この歴史ある聖母マリア大聖堂で、キリスト教の教派を超えて、尊い祈りと共に、フォーレのレクイエムの豊かな合唱が演奏されて、日本ではなかなかこのような立派な聖堂での宗教曲の演奏の機会もなく、ほとんどがホールで演奏されることが多いので、観客としてこんな貴重な体験ができたことに心から感謝します。

また客席から目にうつる光景は、バックの壁画にある雲の上にたたれる聖母マリアの大きなお姿のすぐ下に合唱団の皆さんが並ばれて、その歌声は、本当に天に届いていくかのように感じました。

全てがとても神聖で、これこそがREQUIEMの祈りの演奏なのだと、深く感動した次第です。

 

Ⅲ部には、主催の大阪コンソートメンバーによるフォーレの代表作品の「ラシーヌ賛歌」が演奏され、そして、最後のⅣ部には、富岡先生がNHKのテレビ番組で耳にされ、感動を受けて、是非世の人々に歌ってほしいという思いから、作曲者の谷本智子先生に連絡をとられ、編曲の許可を得て、合唱曲となった「小さな幸せ」、今回は谷本先生始めご家族皆さんも会場にお越しになり、また中村典子先生によりオーケストレーションされた「小さな幸せ」の初演奏となり、聖堂を包むその歌声は温かく、優しく、演奏会が絆の心で締めくくられたように感じました。

 

感動的な興奮の中で、聖堂のドアを出たところで、仲良しのFrisches Eiのメンバーのお一人のHさんに出会い、「ま~、いらしてたんですか?」と声をかけたら、「私はこの教会で洗礼を受けた信者で、父のお墓はこの墓地にあって、今日はお墓参りもして、この演奏を聴きました。
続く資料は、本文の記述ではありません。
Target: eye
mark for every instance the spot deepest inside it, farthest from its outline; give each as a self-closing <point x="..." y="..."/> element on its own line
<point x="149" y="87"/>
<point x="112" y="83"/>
」と言われ、いろんなご縁が繋がっているのだなぁと知りました。

 

聖堂の外は小雨が降っていましたが、心は本当に温かく、また音楽の持つ力を教えてもらいました。

 

富岡先生、この一大企画のプロデュース、そして祈りと願いを込めて振られた渾身のタクト、本当に素晴らしかった、心からおめでとうございます。

 

主催で大変な尽力された大阪コンソートの皆様、そしてこの演奏会の趣旨に賛同し、賛助出演され、見事にハイレベルな合唱を支えられた皆様に、心からの拍手を送ります。

 

これからも富岡先生の自由な発想による、音楽のいろいろな挑戦に、大いなる期待をしています。

 

感謝のうちに…

M.U.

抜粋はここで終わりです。